In the years that followed, Dowd shed his more conservative views and served as a pastor in the liberal United Church of Christ. Today he calls himself an evolutionary evangelist. For the last six years, he has traveled across North America with his wife, Connie Barlow, in a van that displays an image of two fish kissing each other — one labeled Jesus, the other Darwin — explaining to conservative and liberal congregations why understanding and accepting evolution will bring them closer to spiritual fulfillment. The religious advantage to embracing the evolutionary worldview, Dowd says, is that it explains our frailties, our addictions, our infidelities and other moral deficiencies as byproducts of adaptation over billions of years. And that, he says, has a potentially liberating effect: never mind guilt; once we understand our sinful ways, we can get past them and play a conscious role in the evolution of humanity.

(from the New York Times)

Such an approach raises a variety of questions:

  • Isn’t this just “Intelligent Design 2.0″?  No.  It’s actually the exact opposite of Intelligent Design, which cloaks religion in the vestiments of science.  While religion makes a poor basis for scientific understanding, science makes an excellent basis for religious understanding; Dowd offers to replace what Dawkins merely seeks to tear down: many people in religious communities are attached not only to their beliefs but more importantly to their traditions, communities, and vague sense of meaning and purpose that the trappings afford them.  It may be easy for some atheists to trivialize these things, but atheism will never make inroads or even win respect among such communities until it shows a capability to offer a mature sense of community amongst laypeople (not merely practicing scientists).
  • Why call the Universe “God”?  Why not just throw out the term “God” altogether?  This is along the lines of Dawkins’ fallacy that religion is merely a virus, to be disposed of by reason.  Others have argued that religion is as much an inherent feature of the human mind as language; while the particular form of religion may be heavily influenced by culture, the religious experience/impulse is built out of hardwired features of the human brain that can’t simply be erased.  Giving a religious framework for appreciation of science helps to address this feature, rather than antagonize it (akin to “fighting sin” vs. understanding and addressing the causes of human behavior).

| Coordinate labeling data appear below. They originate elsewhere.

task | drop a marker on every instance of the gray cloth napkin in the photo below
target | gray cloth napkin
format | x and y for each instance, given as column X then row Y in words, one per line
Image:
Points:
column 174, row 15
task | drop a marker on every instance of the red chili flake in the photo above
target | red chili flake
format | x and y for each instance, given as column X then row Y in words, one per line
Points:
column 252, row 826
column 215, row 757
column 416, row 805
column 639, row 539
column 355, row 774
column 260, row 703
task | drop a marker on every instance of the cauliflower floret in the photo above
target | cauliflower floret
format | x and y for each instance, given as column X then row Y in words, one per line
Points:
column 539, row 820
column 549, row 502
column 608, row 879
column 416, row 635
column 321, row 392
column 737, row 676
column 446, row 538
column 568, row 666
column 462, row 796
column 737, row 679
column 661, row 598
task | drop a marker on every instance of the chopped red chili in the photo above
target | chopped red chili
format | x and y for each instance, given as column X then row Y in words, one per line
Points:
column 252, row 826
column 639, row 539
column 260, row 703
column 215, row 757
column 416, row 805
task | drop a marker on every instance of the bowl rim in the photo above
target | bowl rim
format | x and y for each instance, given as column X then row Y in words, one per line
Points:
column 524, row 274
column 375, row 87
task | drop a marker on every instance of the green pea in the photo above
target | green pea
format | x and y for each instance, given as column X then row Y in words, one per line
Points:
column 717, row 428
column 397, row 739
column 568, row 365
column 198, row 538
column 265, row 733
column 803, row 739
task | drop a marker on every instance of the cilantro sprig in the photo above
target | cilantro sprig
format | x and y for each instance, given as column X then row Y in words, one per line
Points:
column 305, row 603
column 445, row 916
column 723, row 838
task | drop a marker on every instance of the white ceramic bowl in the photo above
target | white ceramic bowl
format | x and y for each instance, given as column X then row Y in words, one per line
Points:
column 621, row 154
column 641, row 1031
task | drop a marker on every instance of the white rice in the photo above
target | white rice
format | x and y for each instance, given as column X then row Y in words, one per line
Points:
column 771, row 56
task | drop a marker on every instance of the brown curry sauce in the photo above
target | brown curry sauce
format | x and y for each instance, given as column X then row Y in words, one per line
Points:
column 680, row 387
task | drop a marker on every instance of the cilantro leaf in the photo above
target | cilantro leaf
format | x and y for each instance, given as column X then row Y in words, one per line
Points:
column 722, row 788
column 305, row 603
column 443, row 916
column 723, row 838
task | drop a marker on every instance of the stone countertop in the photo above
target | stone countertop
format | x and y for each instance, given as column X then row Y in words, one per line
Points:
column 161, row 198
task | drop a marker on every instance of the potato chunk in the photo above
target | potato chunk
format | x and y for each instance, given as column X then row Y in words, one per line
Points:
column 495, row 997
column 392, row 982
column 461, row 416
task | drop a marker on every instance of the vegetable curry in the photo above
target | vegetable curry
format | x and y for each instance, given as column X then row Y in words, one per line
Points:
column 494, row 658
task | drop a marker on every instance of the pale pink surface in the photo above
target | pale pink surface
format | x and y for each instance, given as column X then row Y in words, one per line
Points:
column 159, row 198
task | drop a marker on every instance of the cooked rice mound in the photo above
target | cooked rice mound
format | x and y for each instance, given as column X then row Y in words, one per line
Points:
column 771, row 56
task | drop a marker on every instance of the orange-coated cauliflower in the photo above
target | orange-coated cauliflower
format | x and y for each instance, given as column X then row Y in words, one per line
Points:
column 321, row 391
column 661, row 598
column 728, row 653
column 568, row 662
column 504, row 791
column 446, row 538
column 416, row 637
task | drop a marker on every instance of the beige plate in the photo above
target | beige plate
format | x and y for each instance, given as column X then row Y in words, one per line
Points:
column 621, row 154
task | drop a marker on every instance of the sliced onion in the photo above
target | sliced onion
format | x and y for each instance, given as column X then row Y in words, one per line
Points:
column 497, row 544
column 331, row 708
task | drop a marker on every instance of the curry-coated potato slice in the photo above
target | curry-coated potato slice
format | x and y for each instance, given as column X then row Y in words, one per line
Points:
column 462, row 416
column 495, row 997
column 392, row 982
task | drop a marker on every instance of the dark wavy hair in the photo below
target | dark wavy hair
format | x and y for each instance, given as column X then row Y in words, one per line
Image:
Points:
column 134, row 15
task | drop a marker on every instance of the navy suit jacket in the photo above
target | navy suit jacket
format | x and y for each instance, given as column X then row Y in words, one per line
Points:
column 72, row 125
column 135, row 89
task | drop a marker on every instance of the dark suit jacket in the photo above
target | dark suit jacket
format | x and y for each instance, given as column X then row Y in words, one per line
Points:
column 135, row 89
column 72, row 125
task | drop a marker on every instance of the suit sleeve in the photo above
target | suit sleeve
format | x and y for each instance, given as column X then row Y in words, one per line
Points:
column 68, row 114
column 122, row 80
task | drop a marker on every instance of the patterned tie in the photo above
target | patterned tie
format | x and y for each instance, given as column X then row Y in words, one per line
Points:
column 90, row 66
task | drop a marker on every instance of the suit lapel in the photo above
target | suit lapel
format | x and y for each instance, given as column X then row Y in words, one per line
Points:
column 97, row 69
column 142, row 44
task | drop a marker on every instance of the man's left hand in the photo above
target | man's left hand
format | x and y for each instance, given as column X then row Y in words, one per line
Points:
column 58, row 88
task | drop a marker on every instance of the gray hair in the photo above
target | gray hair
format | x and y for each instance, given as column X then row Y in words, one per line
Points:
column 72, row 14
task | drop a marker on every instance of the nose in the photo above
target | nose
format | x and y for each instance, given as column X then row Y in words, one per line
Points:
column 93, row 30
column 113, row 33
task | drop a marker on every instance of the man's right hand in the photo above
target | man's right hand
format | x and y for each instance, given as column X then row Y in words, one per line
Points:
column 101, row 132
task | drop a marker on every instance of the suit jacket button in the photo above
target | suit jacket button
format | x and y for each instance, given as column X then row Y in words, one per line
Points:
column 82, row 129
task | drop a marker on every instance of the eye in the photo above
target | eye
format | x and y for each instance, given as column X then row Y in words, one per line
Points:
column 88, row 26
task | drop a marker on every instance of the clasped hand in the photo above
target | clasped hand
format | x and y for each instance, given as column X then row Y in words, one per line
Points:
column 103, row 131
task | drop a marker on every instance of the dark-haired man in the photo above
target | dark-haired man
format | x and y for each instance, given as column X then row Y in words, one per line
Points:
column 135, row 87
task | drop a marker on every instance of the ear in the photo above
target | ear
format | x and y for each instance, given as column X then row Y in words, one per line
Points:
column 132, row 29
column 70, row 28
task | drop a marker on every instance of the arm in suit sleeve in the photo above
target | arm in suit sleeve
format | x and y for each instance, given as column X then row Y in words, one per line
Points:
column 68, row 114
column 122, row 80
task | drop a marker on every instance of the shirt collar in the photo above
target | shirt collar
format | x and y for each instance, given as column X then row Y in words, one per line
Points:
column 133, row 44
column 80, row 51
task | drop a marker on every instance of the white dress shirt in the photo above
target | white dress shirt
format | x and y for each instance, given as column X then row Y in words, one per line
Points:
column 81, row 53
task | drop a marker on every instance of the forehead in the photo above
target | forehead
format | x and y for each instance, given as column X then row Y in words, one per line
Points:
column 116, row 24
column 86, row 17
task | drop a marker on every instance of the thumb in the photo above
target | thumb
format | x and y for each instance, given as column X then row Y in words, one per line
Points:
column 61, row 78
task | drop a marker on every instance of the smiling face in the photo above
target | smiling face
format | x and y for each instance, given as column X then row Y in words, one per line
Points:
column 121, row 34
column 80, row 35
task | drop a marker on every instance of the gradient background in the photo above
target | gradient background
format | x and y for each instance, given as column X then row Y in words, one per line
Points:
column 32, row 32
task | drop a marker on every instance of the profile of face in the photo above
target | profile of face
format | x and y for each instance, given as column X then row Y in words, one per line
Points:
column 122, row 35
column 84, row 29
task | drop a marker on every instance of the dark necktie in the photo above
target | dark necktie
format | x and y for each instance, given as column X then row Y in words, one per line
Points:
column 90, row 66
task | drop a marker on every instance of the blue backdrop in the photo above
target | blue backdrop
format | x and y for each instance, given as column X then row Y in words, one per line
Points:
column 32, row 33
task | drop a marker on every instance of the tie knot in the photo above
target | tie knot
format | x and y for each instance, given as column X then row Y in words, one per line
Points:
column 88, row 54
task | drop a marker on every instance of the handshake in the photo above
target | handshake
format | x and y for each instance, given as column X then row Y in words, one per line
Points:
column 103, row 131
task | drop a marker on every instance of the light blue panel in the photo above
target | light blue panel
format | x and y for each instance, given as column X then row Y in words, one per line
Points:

Take a look at Dowd’s “promises” for a sense of the scope of what he’s attempting here.  I don’t expect that his ideas will be embraced very soon by the more biblical-literalist wing of the religious community, but his approach undercuts the (already naive) claims by fundamentalists that evolution presents a universe controlled by randomness, without purpose or meaning, and shows a way to establish morality and value in the universe described by science.